O günün ertesi, lineer olmayan zamanın hızlı akışından uyandığımda çalar saatin sesini duymamış olduğumu ve uyku sersemliğiyle zavallıcağızın kaşını gözünü dağıttığımı fark ettim. İşe geç kalmış, uyduracak hiçbir hikâye bulamamıştım -daha doğrusu böylesini kendime yedirememiştim-. ‘Eşkâli aşkın’ bir bedeni idare edercesine, uçuştu kafamda düşünceler.
Bir şey beni Lembrand’ın Gece nöbeti tablosundaki ağır konulu dinginliğin içine çekip üzerimi ışıklandırarak önce dâhil edip, sonra birdenbire arkebüzcülerin yardımıyla avuçlamalıydı -ki kendime gelebileyim-. Ve o şey beni dürttü.
Sihirli bir el telaşla beni evden derhal işyerine ışınlanmak üzere hazırladı. İşyerine henüz adımımı atmadan kafama bir şey inmiş ve gözlerim perdelenmişçesine binaya bakakaldım. Bina sanki üzerine bir gecelik geçirmiş, uyurgezerlikle üzerine iş kıyafetlerini giymeden gösteriyordu varlığını. Bu farklı binanın kapısından içeri adımımı atıp atamayacağıma dair kuşkuyu nihayetlendirmek üzere şifremi girdim. Sistem kucaklamıştı. Nedeni- nasılı izlemeye çalıştım uçuşan morfik alan* baloncuklarından. Yönlendirmesi için işaret bekledim. Sağır- dilsiz bir görevli derin bakışlarını uzaktan fırlatarak beni mıknatıs gibi yanına çekti; bu eşlikte aralığa yöneldim. Bir süre içimde bir boşlukla, boşlukta gider gibi yürüdüm -gözlerimi de gayri insiyaki kapamış bir vaziyette-. Gözlerimi açtığımda o tanıdık binanın mor, kırmızı ve koyu lacivert cana yakınlığı alıverdi gözümü. Tekrar şifremi sunarak ofisime doğru ilerledim.
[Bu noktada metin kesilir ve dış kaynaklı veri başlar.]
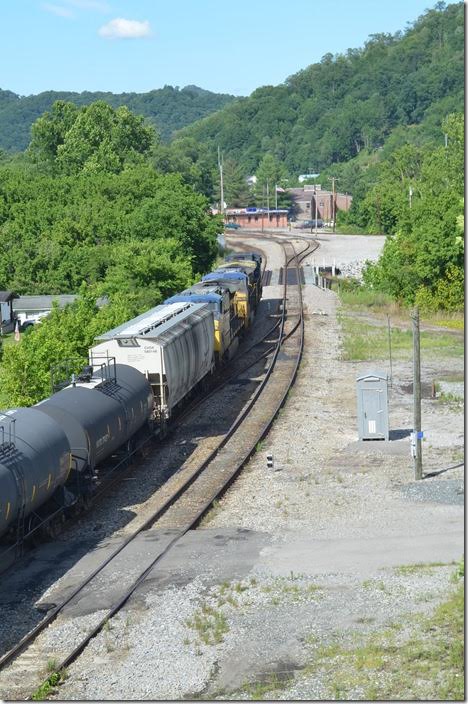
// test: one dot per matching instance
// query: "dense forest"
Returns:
(397, 87)
(86, 211)
(168, 109)
(99, 204)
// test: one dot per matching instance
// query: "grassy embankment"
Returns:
(363, 318)
(419, 660)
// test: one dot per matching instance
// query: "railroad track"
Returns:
(190, 498)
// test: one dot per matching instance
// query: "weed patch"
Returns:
(425, 664)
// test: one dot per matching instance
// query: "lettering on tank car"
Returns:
(102, 441)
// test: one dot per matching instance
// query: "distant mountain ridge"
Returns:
(168, 109)
(397, 87)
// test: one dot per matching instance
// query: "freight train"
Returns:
(52, 454)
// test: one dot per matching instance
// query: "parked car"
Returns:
(307, 224)
(29, 322)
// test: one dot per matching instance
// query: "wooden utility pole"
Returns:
(333, 179)
(416, 440)
(220, 165)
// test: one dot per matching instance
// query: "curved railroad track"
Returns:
(190, 497)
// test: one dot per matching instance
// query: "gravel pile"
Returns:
(352, 269)
(221, 635)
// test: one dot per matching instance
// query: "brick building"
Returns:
(257, 218)
(311, 201)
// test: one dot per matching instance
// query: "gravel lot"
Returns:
(300, 556)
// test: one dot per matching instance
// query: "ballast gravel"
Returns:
(222, 621)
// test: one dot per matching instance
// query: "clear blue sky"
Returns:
(227, 46)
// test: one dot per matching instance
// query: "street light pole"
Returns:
(416, 439)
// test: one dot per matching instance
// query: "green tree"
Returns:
(92, 139)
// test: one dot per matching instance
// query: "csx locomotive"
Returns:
(51, 454)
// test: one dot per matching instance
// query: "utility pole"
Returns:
(417, 434)
(316, 213)
(333, 179)
(220, 165)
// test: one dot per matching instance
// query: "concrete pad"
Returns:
(305, 554)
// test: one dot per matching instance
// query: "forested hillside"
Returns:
(85, 211)
(397, 86)
(167, 109)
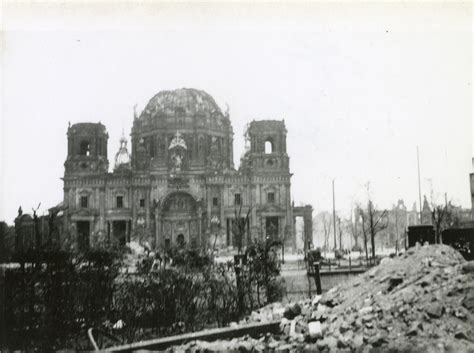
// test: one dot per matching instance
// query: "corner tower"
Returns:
(267, 151)
(87, 149)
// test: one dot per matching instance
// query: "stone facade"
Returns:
(179, 185)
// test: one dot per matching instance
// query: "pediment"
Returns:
(271, 208)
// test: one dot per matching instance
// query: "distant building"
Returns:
(178, 185)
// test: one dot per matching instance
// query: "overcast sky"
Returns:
(359, 87)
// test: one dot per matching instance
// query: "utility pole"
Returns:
(419, 182)
(334, 215)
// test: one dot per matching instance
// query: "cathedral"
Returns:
(178, 185)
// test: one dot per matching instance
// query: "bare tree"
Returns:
(373, 221)
(327, 231)
(339, 230)
(353, 227)
(438, 216)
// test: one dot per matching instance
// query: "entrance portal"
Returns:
(119, 231)
(180, 219)
(271, 226)
(83, 235)
(180, 240)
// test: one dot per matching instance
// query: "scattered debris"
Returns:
(420, 301)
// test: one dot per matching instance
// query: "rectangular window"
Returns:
(84, 200)
(237, 199)
(271, 197)
(119, 201)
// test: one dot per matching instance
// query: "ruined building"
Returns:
(178, 185)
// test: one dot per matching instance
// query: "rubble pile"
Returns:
(420, 301)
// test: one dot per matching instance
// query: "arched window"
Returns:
(84, 148)
(268, 146)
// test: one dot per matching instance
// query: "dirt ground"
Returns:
(422, 301)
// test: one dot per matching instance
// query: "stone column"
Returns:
(200, 242)
(158, 234)
(127, 234)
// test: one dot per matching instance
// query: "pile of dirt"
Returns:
(420, 301)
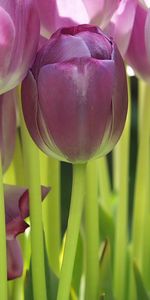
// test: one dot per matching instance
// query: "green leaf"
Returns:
(106, 273)
(107, 226)
(51, 281)
(140, 288)
(78, 266)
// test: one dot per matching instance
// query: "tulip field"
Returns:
(74, 150)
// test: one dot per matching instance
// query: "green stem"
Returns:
(32, 167)
(104, 181)
(140, 212)
(52, 214)
(77, 200)
(3, 259)
(121, 169)
(92, 233)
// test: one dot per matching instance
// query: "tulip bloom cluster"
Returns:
(63, 91)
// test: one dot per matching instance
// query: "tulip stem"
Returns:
(104, 182)
(52, 213)
(92, 232)
(32, 168)
(76, 207)
(121, 169)
(3, 257)
(141, 200)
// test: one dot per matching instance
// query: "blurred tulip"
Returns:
(19, 36)
(60, 13)
(75, 96)
(7, 127)
(16, 209)
(129, 28)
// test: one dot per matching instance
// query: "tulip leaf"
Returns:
(51, 281)
(140, 288)
(107, 225)
(106, 272)
(78, 266)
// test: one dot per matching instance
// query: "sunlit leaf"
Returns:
(140, 288)
(106, 272)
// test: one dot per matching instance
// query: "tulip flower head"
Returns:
(130, 29)
(75, 95)
(19, 35)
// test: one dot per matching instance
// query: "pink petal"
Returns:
(136, 54)
(147, 34)
(14, 260)
(76, 116)
(26, 27)
(17, 209)
(7, 127)
(123, 21)
(7, 37)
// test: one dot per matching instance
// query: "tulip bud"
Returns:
(75, 95)
(19, 36)
(130, 29)
(59, 13)
(7, 127)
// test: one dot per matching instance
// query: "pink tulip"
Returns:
(59, 13)
(7, 127)
(130, 29)
(19, 35)
(75, 95)
(16, 210)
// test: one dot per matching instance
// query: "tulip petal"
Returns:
(147, 34)
(22, 37)
(123, 21)
(100, 11)
(99, 46)
(17, 208)
(7, 36)
(119, 99)
(136, 54)
(59, 50)
(71, 108)
(7, 127)
(30, 108)
(14, 260)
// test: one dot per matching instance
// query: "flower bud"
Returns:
(16, 210)
(19, 35)
(130, 29)
(75, 95)
(8, 127)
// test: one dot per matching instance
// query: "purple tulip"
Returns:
(19, 35)
(7, 127)
(60, 13)
(75, 96)
(130, 29)
(16, 210)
Ellerim titremeye başladı. Yılankavi sırnaşmalarla sarılmıştı her yerim. Duvardaki tablolar içine çekmek istiyordu, Beni uyarmak istedikçe suskunluk iştahları daha bir kabarıyordu sanki.
Ouroboros ölene ve doğana dek kendi kuyruğunu yer. Tükenen zaman değil aşk olabilir kendini beslemeyip yerken. Zamanın lineer olmaması öyle güzel… Belki böyle bir tükenmeye batıyorduk tablolarla beraber.
Ofisimde masamın üzerinde yatay biçimde devinenlerden biri patronumdu. Kolundaki antika saat ile kadını ve zamanı incitiyordu. Kadın bundan zevk alıyor ama zaman aksine yüzünü ekşitiyordu. Ben de olanları anlamayı dostum zamana bıraktım ve yalnızca izledim olup biteni.
John William Waterhouse’un ‘Büyücü Kadın’ tablosu benimle oynaşmaya başladı. Çekti içine içine. Bu işte bir iş var, diyerek göz kırptı. ‘Bu işte bir iş var ve sen de bu oyunun içindesin.’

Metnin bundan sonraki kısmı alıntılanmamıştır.